So we’ve done some 2D puzzles and some 3D puzzles.

It’s time to learn how to create your own game.

The first step in creating anything is brainstorming.

During this process, you simply want to let in whatever comes into your mind.

Don’t censor yourself.

In fact, brainstorming is something you should do when solving any problem.

It is part of the creative process and until you do it,

you won’t be able solve any problem or create any game.

Even though I’m thinking about a lot of things,

I’m only going to list some of the things

I’ve thought of since I want to show you how to put your thoughts into some sense of order.

The first thing I think of is a game

I played in high school when I was bored.

It requires two players. There was a square grid of dots,

and each player would take turns drawing a line between two dots.

The player who made the line that closed the box got one point.

I don’t know exactly how this will fit into my game,

but I don’t worry about that yet.

The next thing I brainstorm is another game in which

various shapes can be arranged to form one giant square.

This image makes me think of floor plans.

I imagine a bedroom with a bed, a nightstand, a door, a desk,

a window and a dresser. I look at these drawings

and think I have an idea for a puzzle.

What if there was a square grid representing a floor plan

and we had to fill it with furniture like a bed a desk a dresser and nightstand?

Yes, this could work. Now that we have an idea for a game,

we have to come up with the rules for the game.

In any game or puzzle there are rules.

These rules are not random;

they are created to make the game more challenging and thus more enjoyable.

The way we devise the rules is to try the game without rules

and see what could engage the intellect and make it harder to win.

In this case, we have a square grid and we must place furniture in it.

The two things that we haven’t added are a door and a window.

Here is our first rule:

No piece of furniture can be placed directly in front of a door or a window.

Let’s try it with this rule.

We can place each piece of furniture in the grid,

but while there are some places we won’t be able to put them,

it is relatively easy to fit all the pieces in the grid.

So we need another rule.

One thing that I notice in this solution is that all the furniture is flush against every other piece of furniture.

So if we made a rule that no shape can be flush with any other shape,

we would have one more thing that players would have to think about to solve the puzzle.

Trying this new rule, I see that it is quite difficult.

I have only a few possibilities to make it work,

and its not the easiest puzzle to solve.

I think I have solved it, but wait, I have misplaced one shape here,

so I need to try again. This is a good thing.

I have made a game that has some difficulty.

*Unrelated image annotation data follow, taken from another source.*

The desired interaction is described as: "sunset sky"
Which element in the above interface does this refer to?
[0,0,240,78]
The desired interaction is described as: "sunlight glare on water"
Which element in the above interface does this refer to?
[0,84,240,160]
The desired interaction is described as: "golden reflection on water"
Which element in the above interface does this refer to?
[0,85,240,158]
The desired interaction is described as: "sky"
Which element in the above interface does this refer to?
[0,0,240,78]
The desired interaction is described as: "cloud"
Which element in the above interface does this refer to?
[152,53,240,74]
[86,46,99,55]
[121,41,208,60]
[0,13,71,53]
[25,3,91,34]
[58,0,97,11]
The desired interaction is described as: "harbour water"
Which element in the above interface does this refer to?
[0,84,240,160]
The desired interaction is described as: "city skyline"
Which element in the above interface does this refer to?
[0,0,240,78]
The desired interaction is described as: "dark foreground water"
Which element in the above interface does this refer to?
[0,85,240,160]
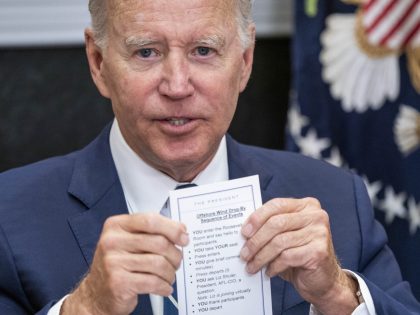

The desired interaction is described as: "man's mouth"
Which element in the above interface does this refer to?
[166,118,191,126]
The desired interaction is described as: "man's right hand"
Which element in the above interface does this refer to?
[60,214,189,315]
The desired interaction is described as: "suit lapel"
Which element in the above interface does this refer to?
[226,136,304,315]
[68,125,152,315]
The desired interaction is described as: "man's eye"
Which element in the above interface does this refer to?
[138,48,154,58]
[196,46,213,56]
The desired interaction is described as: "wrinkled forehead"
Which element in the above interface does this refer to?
[107,0,237,30]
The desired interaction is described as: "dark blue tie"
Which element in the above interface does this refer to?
[161,183,197,315]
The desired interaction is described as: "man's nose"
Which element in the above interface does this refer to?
[159,54,194,99]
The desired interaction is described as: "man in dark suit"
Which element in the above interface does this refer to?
[0,0,420,315]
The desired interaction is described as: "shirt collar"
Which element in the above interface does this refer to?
[109,119,229,213]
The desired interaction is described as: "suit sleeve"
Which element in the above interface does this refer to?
[0,226,54,315]
[354,176,420,315]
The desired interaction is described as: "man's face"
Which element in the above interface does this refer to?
[87,0,253,181]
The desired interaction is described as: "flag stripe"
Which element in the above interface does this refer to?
[380,1,417,45]
[403,22,420,46]
[366,0,398,33]
[388,6,420,48]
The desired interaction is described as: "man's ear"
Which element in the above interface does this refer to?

I try again and find the solution. It’s not a pretty floor plan,

but it solves the puzzle. Let’s design some puzzles now.

Now that we have our rules we can begin to design puzzles.

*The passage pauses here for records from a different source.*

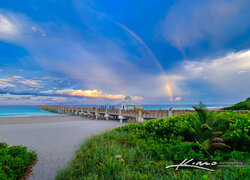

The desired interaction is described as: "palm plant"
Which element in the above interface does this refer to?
[191,102,230,153]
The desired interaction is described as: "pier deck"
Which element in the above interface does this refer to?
[39,106,248,122]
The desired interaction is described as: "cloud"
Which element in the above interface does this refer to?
[174,97,181,101]
[31,26,47,36]
[0,14,19,36]
[0,76,43,89]
[164,50,250,97]
[54,89,142,100]
[161,0,250,47]
[0,9,48,42]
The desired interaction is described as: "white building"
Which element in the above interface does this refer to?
[116,96,141,110]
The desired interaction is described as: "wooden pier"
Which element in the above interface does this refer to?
[39,106,248,123]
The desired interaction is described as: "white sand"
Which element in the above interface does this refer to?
[0,115,120,180]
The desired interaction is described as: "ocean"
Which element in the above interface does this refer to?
[0,106,57,117]
[0,104,229,117]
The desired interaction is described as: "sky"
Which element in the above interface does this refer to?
[0,0,250,105]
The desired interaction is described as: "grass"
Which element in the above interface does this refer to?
[56,103,250,180]
[0,142,37,180]
[56,121,249,180]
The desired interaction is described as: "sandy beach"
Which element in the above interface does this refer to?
[0,115,120,180]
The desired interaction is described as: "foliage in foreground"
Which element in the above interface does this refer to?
[0,142,37,180]
[222,97,250,110]
[56,112,250,180]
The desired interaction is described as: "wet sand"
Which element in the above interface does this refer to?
[0,115,120,180]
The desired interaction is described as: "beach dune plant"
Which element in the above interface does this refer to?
[0,142,37,180]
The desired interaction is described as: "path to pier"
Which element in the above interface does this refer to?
[0,116,120,180]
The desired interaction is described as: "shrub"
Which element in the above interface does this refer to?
[56,109,250,180]
[0,142,37,179]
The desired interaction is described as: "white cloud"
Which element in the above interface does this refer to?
[161,0,250,48]
[165,50,250,97]
[0,76,43,88]
[51,89,142,100]
[0,13,20,39]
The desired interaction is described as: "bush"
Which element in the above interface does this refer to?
[56,112,250,180]
[0,142,37,179]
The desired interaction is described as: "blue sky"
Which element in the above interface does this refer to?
[0,0,250,104]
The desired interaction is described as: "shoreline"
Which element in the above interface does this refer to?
[0,115,121,180]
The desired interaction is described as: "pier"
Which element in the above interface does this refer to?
[39,106,248,123]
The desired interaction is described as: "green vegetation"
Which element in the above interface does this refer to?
[56,104,250,180]
[0,142,37,180]
[222,97,250,110]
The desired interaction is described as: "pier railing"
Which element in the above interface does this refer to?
[39,106,248,122]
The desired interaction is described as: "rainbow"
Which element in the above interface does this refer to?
[111,19,174,101]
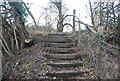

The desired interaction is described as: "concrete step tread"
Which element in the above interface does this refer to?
[44,54,81,60]
[48,32,67,36]
[47,62,83,67]
[45,47,76,53]
[47,70,88,78]
[45,43,75,48]
[44,37,74,43]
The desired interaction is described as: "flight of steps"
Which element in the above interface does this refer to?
[44,33,88,78]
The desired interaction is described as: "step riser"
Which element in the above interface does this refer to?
[44,38,72,43]
[45,48,76,54]
[45,43,75,48]
[45,54,81,60]
[47,63,83,68]
[47,72,89,78]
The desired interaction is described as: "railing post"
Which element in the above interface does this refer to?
[73,9,76,32]
[0,6,2,81]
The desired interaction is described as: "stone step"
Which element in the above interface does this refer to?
[44,54,82,60]
[45,43,75,48]
[47,62,83,67]
[48,32,67,36]
[45,47,76,54]
[46,70,89,78]
[44,36,74,43]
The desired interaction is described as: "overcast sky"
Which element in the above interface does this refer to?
[0,0,91,31]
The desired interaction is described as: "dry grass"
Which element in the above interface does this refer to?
[79,32,119,79]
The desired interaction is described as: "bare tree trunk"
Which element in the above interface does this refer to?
[89,0,95,27]
[24,3,38,29]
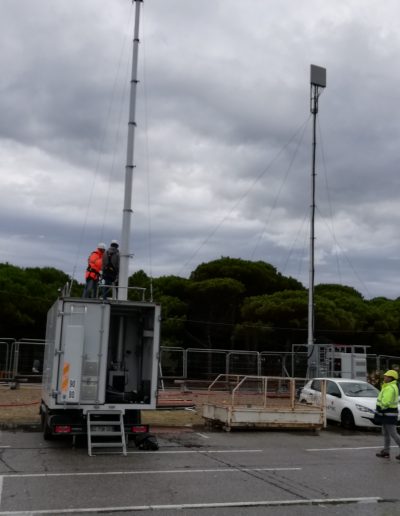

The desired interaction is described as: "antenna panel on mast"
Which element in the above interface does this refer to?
[310,65,326,88]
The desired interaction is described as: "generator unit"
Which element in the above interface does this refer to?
[40,297,161,452]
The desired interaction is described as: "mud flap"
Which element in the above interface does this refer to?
[134,433,159,450]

Usually for beginners a puzzle will be easy,

and then as a player gains experience the puzzles increase in complexity.

This is what we want to do here.

So we’ll develop four puzzles going from easy to hard or simple to complex.

There are three things that can impact the difficulty of our puzzles:

the size of the grid, the number of shapes to be placed,

and the presence of doors and windows.

In the first problem, we want it to be easy so that a player can get a feel for the game,

so the grid will be small and there will only be 2 shapes to place.

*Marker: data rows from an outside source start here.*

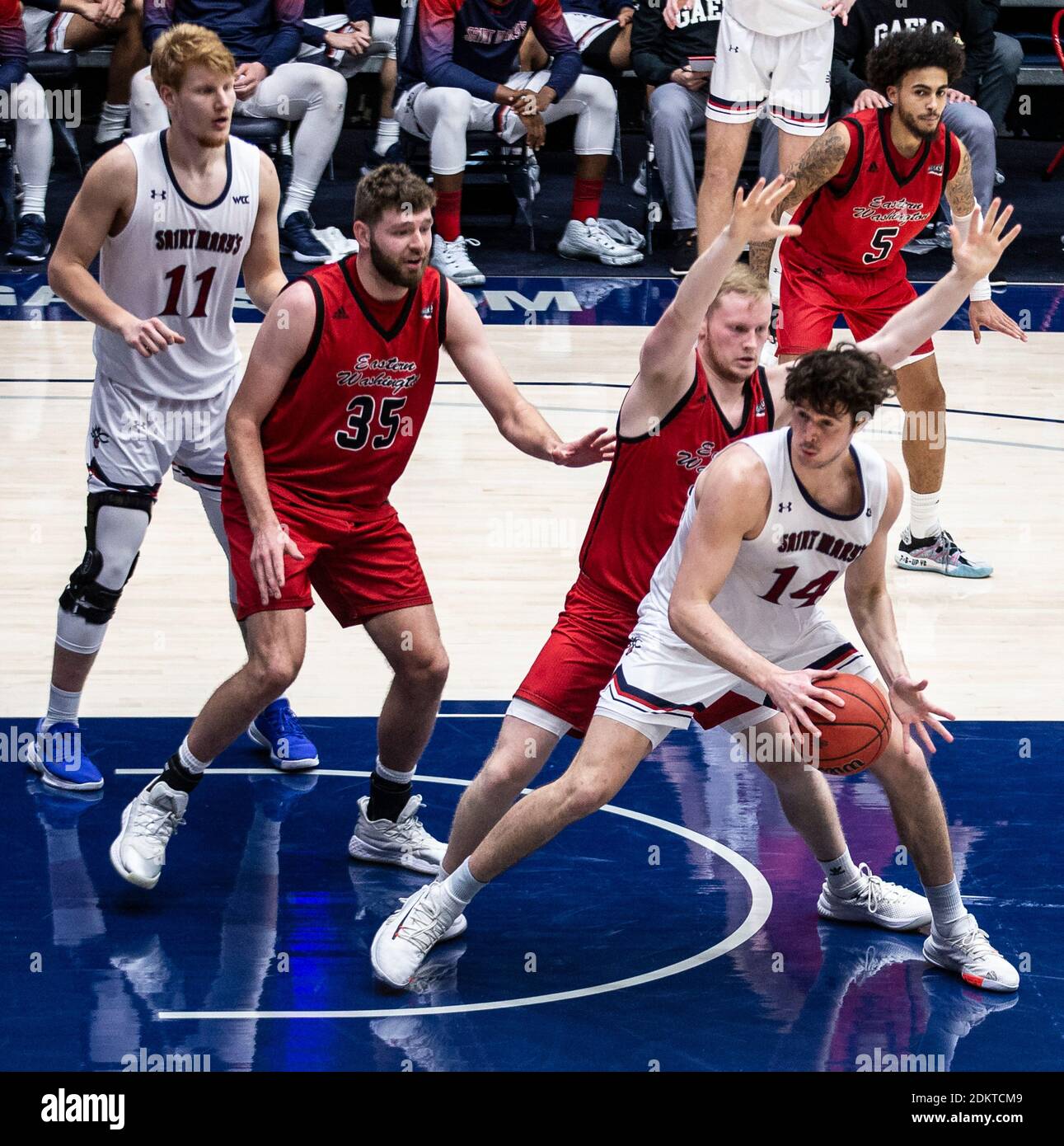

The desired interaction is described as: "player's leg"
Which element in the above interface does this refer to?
[233,63,347,262]
[7,73,52,265]
[129,68,170,135]
[347,604,450,875]
[110,604,309,888]
[395,83,480,287]
[699,7,771,253]
[529,71,643,267]
[869,684,1019,991]
[371,716,654,987]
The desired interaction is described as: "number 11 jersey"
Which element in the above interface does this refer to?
[93,130,261,400]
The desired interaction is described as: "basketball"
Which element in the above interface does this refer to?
[809,673,890,776]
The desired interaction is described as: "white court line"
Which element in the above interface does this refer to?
[129,768,772,1022]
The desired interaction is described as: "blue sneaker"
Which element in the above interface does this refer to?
[26,719,103,791]
[894,526,994,578]
[247,697,317,773]
[7,215,52,265]
[280,211,330,262]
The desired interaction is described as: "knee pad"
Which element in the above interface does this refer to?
[59,490,155,625]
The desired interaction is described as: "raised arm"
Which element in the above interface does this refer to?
[443,290,614,467]
[750,123,850,279]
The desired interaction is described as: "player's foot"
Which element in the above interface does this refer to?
[669,230,699,279]
[110,779,189,888]
[370,884,462,988]
[923,912,1019,991]
[429,235,485,287]
[26,720,103,791]
[894,526,994,578]
[558,218,643,267]
[7,214,52,267]
[279,211,329,262]
[817,863,931,931]
[247,697,317,773]
[347,796,447,876]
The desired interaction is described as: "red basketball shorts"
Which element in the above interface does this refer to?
[223,467,432,628]
[776,245,935,359]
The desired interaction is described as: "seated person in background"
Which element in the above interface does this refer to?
[395,0,643,287]
[299,0,402,174]
[129,0,347,262]
[632,0,721,275]
[520,0,632,76]
[832,0,1008,247]
[21,0,148,156]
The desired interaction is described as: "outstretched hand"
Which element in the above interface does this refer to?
[551,426,617,470]
[727,176,802,243]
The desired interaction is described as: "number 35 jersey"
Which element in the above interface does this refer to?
[262,262,447,510]
[93,132,261,399]
[635,429,887,660]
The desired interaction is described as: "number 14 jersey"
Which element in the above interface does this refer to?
[635,429,887,661]
[93,130,261,400]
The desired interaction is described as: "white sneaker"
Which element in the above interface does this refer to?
[817,863,931,931]
[370,884,462,988]
[429,235,485,287]
[110,781,189,888]
[558,218,643,267]
[923,912,1019,991]
[347,796,447,876]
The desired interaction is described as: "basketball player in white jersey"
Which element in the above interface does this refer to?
[30,24,317,791]
[371,200,1019,991]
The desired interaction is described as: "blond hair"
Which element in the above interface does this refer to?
[706,262,770,314]
[151,24,236,89]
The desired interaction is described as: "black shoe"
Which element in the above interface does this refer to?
[669,230,699,279]
[280,211,329,262]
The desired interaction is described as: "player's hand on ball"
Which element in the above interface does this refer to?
[765,668,846,753]
[890,676,956,753]
[251,521,303,605]
[727,176,802,243]
[120,318,185,358]
[551,426,617,470]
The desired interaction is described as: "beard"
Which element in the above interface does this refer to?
[898,108,943,140]
[370,242,429,290]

We’ll add a door, so that it’s not ridiculously easy.

So now we have to decide which shapes will go in the grid.

This is the fun part. All we need to do is draw one shape,

and so we know where we cannot place the next shape

we will place an X over any square that is off limits.

We see that we have a spot on the corner,

and we draw our final shape.

Now we bring out both shapes, clear the grid

and the puzzle is ready to go.

In the next puzzle, we want it to be more difficult.

But a player probably hasn’t figured out all the strategies yet,

so we don’t make it too difficult.

Our grid will be a big bigger, and instead of two shapes we’ll place three.

We’ll also place a door but forgo the window just yet.

Now we draw our shapes and X off the squares we cannot use.

Bring the shapes out of the grid,

clear away the X’s, and we’re ready to go.

Now we do it again, except this time,

we want a medium sized grid, 3 shapes, 1 door,

and now we’ll add 1 window.

Draw some shapes, X off the squares we can’t use.

Bring out the shapes. Clear the grid. Good to go.

Let’s draw one more.

Okay, so now a player should have a good understanding of the game.

We can mix things up.

Lets add a closet to our floor plan which gives it less space and a different shape.

We have a big room and 5 shapes to place in it.

We also have our 1 door and our 1 window.

We draw our shapes, X off the squares we can’t use.

Bring them out. And clear the grid.

When we bring them out notice that we’re also rotating them

and placing them at random places around the grid.

We don’t want to give anyone help to solve the problem.

Finally, notice that a way to make this last puzzle

even more difficult would be to make the grid smaller.

We won’t do it, but if you feel so inclined,

try to draw one more puzzle that makes this last puzzle more difficult.